Safety Law News for February 16, 2017

  • In Minnesota, educators in the St. Cloud and Sauk Rapids-Rice school districts have put additional resources on identifying students who are disruptive by creating individual plans to help them and monitoring their mental health and social and emotional learning. Teachers have noticed the change. It has been a calmer year.
  • In Washington State, arrests in Spokane Public Schools are down 88 percent from last year as educators have turned to a new disciplinary policy based on restorative justice practices.
  • In Illinois, Mundelein High School officials are teaming up with the Mundelein Police Department to put school resource officers in the classroom – as teachers. The goal is to have the officers teach on the law while making connections with the students.

Safety Law News for February 9, 2017

  • In Colorado, the Douglas County Board of Education has voted to support a proposed policy that would allow people, including teachers, with a concealed carry permit to carry a handgun on campuses.

Safety Law News for February 6, 2017

  • In Tennessee, the Cheatham County Commission voted to double the number of officers in its School Resource Officers Program in the county’s 13 schools from three to six.

Safety Law News for January 24, 2017

  • In California, the Superintendent for the Antioch Unified School District sent a letter to parents and the community regarding recent reports of racial slurs, taunting, and intimidation of students.

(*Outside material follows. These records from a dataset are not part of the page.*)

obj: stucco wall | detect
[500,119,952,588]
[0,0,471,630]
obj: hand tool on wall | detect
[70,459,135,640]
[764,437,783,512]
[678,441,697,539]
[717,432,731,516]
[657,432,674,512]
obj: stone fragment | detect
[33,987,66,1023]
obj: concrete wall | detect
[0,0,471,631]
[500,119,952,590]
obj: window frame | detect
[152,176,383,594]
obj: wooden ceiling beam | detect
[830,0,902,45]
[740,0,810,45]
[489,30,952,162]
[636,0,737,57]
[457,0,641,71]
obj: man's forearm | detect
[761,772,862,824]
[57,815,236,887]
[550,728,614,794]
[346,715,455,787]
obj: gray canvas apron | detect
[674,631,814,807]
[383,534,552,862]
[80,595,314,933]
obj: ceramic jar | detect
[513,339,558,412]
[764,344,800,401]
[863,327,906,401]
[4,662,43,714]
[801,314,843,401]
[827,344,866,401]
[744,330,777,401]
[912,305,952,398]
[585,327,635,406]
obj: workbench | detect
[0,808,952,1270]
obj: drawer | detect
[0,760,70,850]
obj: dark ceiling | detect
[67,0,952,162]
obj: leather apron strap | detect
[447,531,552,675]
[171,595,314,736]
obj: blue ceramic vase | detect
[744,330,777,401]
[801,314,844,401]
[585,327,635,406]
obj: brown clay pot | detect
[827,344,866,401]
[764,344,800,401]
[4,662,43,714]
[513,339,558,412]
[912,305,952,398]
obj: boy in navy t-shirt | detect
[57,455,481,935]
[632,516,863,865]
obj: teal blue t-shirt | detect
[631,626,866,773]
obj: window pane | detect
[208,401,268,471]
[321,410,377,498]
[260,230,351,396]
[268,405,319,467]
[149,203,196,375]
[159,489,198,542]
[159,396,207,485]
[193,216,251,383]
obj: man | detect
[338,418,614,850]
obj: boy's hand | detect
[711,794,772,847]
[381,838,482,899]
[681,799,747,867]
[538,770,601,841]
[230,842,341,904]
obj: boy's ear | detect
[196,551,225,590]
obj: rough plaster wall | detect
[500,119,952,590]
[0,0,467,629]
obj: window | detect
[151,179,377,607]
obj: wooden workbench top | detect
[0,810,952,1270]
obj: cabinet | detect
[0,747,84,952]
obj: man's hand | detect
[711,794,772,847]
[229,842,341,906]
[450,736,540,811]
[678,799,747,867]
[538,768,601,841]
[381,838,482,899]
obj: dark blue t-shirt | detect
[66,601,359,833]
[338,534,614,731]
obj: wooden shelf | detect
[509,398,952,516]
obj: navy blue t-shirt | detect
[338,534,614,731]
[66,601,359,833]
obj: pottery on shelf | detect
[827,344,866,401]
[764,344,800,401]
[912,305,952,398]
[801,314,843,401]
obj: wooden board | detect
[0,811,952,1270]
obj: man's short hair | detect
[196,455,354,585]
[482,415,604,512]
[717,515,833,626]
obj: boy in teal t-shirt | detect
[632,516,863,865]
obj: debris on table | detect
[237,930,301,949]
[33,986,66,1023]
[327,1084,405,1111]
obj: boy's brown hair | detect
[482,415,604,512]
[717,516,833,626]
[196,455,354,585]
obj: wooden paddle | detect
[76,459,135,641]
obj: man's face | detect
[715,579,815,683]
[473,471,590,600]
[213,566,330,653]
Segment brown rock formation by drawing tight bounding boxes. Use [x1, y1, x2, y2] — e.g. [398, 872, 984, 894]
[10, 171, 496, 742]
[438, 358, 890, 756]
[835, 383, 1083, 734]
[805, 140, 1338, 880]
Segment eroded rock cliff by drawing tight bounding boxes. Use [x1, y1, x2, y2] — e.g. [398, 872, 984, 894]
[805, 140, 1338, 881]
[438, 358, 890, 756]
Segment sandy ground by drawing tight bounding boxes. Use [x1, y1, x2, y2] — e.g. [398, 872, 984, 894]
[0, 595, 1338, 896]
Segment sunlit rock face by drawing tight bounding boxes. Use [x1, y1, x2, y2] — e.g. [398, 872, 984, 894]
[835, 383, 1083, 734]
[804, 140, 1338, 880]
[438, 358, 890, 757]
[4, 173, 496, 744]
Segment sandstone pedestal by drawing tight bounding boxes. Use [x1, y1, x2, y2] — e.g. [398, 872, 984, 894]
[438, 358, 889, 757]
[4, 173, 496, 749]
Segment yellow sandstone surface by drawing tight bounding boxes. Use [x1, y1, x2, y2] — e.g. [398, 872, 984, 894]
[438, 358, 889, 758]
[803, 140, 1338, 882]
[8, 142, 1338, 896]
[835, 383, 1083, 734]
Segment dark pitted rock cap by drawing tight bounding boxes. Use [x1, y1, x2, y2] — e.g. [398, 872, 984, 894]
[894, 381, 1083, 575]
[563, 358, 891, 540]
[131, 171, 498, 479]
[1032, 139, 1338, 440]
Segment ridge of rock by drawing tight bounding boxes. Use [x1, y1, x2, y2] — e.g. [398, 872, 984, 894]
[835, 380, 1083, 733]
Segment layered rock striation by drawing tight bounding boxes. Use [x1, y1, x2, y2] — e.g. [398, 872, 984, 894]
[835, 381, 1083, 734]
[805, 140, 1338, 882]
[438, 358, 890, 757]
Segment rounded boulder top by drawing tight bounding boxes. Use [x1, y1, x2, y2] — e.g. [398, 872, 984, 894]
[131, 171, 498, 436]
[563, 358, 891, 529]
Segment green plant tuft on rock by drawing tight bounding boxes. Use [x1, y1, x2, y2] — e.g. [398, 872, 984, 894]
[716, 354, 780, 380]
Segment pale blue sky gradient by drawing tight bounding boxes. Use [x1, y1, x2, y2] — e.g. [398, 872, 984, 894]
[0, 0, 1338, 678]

Safety Law News for January 18, 2017

  • In Rhode Island, the Pawtucket School and Police Departments have signed a new school safety interagency agreement.   Under the agreement, the principal will remain the primary administrator and disciplinarian and will not rely on the school resource officer for enforcement of minor disciplinary infractions.
  • In New York, state leaders are encouraging educators to develop district-wide overdose prevention policies.  The New York Department of Health has an overdose prevention training program that allows school personnel to administer the opioid overdose reversal drug naloxone.  But just 55 school districts out of more than 700 statewide have signed up.
  • In New York, school officials in the Westchester and Putnam are schools are implementing an Anti-Bullying/Safety Reporting App.  The program allows students to let an adult know when they are being bullied or harassed online.
  • In Washington State, policymakers in the Yakima Valley have launched the School Safety Operations & Coordination Center. Sixteen school districts are linked to the Center.  Center staff have the capacity to remotely access and control school security cameras at certain buildings, lock and unlock doors and even control water and gas utility lines.

Safety Law News for January 9, 2017

  • In Tennessee, the Court of Appeals held that educators were not liable for the injuries of a 13–year-old special education student who was assaulted by another 13–year-old special education student in a school bathroom. The court reasoned that liability follows foreseeability, but that under the Tennessee rule there can be no foreseeability “absent proof of prior misconduct.” [K.G.R. v. Union City School District].
  • In Wyoming, the “Safe2Tell Wyoming” tip-line has received more than 100 tips since it was launched a few weeks ago, exceeding officials’ expectations.  The majority of the reports received were to report suicide threats.